Barely a day goes by without an online network being blamed for worsening mental health, site addictiveness, spreading fake news, fostering echo chambers, or “stealing our data”.
Yet Facebook alone has 2.3bn active users worldwide. In 2016, the average user spent 50 minutes per day on the site.
As someone who has been a member since its UK launch in 2005, I’m acutely aware of its value. The site has revolutionised organising social events, keeping connected with the lives of university friends, and remembering birthdays, as well as providing communication channels for those overseas or temporarily phone-impaired. Oh, and it offers hours of light relief too.
Economic evidence suggests that users generally feel this value.
In previous auction experiments, research has found that an average American user would require being paid over $1,000 per year to deactivate their account.
With Facebook free at the point of use, this suggests that the site generates heaps of “consumer surplus” — a measure of the total gap between our willingness to pay and what we actually do pay.
Yet these days it’s fashionable to dismiss this evidence. Despite new, under-reported research suggesting that the “fake news” problem may be firmly on the decline, panicked headlines imply that we are all irrational and do not know what is truly good for us.
If we deactivated, might we realise we were really better off without Facebook?
A fascinating new study from economists Hunt Allcott, Luca Braghieri, Sarah Eichmeyer, and Matthew Gentzkow allows us to assess exactly this question, as well as many other controversies involving Mark Zuckerberg’s brainchild.
In the run-up to the US midterm elections in November 2018, these economists used Facebook display ads to ask Americans how much money they would accept to deactivate their account.
They then took all those who said they’d be willing to deactivate for $102 or less, and split them into one group that was paid to do so for a month, and one group that was not.
This “treatment” group and “control” group provided samples for surveys on self-reported wellbeing, internet use, social activities, and much else to assess common critiques of the network.
The results are interesting. Those paid to deactivate spent less time online or on other social media sites, substituting towards watching more TV or time with friends and family. Facebook does indeed crowd out, to some extent, other forms of social activity or hobbies.
But more time off Facebook meant that this treatment group self-reported spending 15 per cent less time consuming news.

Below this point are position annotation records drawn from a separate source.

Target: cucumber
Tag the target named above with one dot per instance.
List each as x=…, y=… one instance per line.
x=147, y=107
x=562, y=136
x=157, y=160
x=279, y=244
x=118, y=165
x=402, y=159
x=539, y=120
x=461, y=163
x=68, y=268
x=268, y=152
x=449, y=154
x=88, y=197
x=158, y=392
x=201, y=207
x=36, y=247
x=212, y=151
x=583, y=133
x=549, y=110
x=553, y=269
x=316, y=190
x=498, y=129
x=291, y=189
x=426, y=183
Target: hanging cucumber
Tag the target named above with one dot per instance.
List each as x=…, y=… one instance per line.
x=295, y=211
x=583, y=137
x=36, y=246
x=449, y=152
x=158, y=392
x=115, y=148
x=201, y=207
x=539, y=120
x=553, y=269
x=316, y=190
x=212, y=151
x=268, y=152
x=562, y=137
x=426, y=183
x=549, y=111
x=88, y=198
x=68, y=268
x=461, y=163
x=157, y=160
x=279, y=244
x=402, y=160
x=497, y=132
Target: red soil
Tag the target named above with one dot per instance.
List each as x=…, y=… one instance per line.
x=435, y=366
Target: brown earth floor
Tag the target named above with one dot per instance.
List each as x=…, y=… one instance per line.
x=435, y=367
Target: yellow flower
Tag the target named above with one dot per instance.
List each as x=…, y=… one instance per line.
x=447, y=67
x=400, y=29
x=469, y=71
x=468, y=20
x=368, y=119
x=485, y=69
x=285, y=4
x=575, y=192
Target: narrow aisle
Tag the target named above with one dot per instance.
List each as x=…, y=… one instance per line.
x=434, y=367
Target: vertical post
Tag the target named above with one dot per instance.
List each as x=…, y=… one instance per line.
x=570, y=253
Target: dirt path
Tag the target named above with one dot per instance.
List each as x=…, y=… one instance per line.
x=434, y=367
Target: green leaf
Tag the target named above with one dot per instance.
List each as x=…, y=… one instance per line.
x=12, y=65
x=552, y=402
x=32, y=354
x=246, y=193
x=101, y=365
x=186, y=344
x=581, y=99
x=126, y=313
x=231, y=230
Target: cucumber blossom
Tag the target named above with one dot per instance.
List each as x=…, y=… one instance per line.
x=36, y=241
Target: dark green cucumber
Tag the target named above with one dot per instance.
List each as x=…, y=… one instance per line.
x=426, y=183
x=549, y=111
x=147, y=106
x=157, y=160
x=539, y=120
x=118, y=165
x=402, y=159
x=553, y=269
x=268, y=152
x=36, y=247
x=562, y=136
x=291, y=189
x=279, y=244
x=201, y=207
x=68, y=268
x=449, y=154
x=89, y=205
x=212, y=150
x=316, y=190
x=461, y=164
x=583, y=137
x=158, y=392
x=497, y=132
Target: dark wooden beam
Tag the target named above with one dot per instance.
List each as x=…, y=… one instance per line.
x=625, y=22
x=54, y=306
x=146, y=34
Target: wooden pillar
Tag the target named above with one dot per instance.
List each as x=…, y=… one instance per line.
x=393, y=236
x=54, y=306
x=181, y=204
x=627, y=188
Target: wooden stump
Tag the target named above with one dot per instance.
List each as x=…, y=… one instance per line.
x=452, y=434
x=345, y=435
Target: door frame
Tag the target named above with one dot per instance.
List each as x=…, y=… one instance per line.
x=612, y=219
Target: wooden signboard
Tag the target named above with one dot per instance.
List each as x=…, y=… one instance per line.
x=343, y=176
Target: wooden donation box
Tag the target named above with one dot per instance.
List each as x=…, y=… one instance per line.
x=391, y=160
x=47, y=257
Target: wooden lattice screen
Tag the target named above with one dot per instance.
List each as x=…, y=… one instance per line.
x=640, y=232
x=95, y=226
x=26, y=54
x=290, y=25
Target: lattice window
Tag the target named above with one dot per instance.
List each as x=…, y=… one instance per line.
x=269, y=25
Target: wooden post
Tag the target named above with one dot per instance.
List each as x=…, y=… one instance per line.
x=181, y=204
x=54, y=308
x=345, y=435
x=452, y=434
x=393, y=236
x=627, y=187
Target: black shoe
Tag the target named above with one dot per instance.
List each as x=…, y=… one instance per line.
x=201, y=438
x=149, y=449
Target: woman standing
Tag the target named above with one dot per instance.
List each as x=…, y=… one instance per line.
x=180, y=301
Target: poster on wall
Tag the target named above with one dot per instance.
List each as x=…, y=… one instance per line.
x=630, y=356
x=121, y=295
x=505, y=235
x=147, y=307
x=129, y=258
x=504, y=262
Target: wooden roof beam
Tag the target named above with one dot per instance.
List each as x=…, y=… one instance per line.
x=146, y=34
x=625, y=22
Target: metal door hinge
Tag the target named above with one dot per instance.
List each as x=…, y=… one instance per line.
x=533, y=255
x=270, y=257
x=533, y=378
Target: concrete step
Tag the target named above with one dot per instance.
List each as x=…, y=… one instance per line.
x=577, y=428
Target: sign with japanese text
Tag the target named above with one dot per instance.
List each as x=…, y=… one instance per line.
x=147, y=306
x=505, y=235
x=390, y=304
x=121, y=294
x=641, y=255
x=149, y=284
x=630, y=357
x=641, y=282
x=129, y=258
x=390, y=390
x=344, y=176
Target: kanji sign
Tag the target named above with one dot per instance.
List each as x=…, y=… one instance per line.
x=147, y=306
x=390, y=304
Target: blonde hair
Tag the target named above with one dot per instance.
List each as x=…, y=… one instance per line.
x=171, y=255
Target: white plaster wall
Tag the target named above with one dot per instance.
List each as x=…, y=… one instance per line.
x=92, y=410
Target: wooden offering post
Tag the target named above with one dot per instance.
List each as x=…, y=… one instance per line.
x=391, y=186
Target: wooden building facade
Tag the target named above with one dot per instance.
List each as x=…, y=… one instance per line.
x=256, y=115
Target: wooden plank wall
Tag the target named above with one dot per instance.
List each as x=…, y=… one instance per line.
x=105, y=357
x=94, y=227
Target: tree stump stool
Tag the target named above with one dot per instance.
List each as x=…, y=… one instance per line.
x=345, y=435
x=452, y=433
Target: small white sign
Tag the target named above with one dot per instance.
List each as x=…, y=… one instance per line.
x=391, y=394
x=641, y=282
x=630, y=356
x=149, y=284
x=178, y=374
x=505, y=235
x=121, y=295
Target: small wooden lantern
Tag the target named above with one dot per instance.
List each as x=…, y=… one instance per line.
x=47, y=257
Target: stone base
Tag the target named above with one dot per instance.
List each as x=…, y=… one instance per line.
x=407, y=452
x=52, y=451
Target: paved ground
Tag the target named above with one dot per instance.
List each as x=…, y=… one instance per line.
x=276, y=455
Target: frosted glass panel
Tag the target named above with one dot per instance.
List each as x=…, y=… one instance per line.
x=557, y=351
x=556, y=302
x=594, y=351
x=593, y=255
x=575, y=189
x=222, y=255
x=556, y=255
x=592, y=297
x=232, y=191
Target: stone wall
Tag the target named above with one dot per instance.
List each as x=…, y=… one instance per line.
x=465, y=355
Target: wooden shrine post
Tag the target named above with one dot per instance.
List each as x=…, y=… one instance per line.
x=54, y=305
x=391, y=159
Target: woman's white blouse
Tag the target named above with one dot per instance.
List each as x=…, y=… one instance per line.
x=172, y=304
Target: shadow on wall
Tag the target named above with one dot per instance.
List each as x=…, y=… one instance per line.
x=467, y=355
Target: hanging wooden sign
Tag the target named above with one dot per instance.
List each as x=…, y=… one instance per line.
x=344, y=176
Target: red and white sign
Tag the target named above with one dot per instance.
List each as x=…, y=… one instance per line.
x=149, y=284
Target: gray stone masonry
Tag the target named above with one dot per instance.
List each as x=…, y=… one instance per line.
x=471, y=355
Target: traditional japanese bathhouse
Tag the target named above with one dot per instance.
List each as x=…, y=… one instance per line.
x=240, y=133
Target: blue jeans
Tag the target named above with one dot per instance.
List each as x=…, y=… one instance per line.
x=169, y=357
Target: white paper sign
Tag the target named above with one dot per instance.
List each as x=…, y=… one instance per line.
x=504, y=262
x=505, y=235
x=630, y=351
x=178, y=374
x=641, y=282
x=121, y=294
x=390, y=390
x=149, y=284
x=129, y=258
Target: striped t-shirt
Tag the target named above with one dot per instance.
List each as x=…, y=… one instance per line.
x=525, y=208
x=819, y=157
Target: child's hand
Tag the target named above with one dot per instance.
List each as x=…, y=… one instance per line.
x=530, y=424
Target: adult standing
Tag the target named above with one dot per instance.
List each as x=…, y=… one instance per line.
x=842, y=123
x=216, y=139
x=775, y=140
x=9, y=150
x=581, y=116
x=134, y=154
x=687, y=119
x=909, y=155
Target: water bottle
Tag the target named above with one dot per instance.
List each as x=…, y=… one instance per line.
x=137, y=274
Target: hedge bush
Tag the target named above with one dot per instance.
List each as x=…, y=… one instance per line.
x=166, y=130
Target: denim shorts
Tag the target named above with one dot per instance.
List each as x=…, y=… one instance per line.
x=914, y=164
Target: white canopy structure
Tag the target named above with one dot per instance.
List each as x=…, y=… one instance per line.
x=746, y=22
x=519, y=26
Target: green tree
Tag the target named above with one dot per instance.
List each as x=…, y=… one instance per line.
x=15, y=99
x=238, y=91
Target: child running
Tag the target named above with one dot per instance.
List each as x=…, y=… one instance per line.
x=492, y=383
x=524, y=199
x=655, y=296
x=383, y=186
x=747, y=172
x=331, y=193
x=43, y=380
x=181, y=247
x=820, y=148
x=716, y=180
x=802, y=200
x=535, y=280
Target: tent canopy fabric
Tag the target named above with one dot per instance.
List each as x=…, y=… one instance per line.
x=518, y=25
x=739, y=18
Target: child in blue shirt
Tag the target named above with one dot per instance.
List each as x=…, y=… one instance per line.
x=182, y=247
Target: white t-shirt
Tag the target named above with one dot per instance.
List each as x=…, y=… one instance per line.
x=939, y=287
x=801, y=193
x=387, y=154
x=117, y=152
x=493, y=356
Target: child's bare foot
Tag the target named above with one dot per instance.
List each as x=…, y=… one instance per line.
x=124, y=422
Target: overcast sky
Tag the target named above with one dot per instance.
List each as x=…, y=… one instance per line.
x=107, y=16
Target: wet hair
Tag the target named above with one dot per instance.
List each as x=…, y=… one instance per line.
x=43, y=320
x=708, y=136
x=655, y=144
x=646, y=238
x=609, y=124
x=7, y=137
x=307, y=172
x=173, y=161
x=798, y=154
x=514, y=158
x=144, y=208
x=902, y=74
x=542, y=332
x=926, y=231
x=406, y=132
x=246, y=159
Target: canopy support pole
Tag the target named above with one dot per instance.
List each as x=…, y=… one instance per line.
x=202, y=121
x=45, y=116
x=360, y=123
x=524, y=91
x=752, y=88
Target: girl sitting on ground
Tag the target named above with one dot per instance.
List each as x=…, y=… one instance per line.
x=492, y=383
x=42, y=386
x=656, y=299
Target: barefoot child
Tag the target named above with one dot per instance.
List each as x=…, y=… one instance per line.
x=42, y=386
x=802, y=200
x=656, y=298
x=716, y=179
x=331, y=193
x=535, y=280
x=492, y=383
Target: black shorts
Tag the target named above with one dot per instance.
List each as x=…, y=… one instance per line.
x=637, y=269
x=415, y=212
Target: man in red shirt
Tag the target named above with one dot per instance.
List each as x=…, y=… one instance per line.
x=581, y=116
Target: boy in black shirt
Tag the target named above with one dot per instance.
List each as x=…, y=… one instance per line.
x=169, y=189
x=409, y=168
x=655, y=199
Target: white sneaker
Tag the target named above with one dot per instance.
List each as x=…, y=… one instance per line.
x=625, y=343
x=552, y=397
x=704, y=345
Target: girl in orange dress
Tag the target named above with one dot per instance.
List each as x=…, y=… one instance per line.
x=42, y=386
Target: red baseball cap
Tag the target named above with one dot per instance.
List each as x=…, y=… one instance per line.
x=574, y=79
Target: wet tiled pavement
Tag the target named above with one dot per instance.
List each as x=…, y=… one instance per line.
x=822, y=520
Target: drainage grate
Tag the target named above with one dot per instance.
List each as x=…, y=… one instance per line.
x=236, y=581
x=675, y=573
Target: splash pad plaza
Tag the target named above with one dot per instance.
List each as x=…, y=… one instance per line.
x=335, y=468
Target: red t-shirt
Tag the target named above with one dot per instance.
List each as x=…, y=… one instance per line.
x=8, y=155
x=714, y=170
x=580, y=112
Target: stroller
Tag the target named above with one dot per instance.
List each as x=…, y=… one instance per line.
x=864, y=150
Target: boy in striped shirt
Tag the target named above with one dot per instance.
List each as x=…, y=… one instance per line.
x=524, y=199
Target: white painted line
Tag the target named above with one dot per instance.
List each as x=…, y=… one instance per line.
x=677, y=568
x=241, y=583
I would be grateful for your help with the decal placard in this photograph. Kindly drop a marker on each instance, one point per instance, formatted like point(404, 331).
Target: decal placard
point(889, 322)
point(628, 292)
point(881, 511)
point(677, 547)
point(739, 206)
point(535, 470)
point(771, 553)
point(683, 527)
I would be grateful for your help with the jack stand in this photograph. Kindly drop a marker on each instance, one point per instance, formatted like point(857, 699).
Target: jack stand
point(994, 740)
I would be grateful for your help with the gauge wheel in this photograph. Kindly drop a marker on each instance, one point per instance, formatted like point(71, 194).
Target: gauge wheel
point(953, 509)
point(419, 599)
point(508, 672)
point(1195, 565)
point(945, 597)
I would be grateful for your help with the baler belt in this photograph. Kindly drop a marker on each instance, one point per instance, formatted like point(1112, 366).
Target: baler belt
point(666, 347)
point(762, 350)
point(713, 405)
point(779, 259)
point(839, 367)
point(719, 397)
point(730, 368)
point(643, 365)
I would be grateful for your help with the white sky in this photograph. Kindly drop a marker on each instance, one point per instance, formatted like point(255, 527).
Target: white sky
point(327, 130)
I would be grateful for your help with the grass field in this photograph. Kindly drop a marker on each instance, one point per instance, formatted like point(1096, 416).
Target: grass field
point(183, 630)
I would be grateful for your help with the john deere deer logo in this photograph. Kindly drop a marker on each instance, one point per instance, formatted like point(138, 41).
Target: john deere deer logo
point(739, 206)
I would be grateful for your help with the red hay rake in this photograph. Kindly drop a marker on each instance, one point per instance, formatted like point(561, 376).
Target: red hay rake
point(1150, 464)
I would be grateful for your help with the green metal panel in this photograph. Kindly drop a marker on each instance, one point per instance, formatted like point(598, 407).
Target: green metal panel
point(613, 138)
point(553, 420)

Contrary to perceptions about Facebook being full of pointless dog videos, deactivation appeared to significantly reduce people’s news knowledge and attention to politics. Though deactivation made people less polarised on policy issues, this came at the expense of knowing basic facts.
The treatment group reported spending, on average, 12 minutes less time per day on Facebook even after the experiment was complete. This suggests that, for some of us, at least, Facebook is habit-forming, and it might do us good to cut back.
Yet the users paid to deactivate were also more likely than the control group to say that people would miss Facebook if they used it less. Those with direct experience of going without it recognised its benefits the most.
At the end of the month, the researchers asked again how much people in both groups would be willing to accept to deactivate for another month.
The sum fell by up to 13 per cent — some people did in fact revise their valuations in light of some positive deactivation experiences.
But importantly, these valuations were still large, and suggest that, for most users, Facebook would still generate huge consumer surplus.
Yes, Facebook has some negative side effects, as do most activities. But amid current controversies, it’s easy to lose sight of the fact that most users value it highly.
Every day, billions of us show this by voting with our clicks.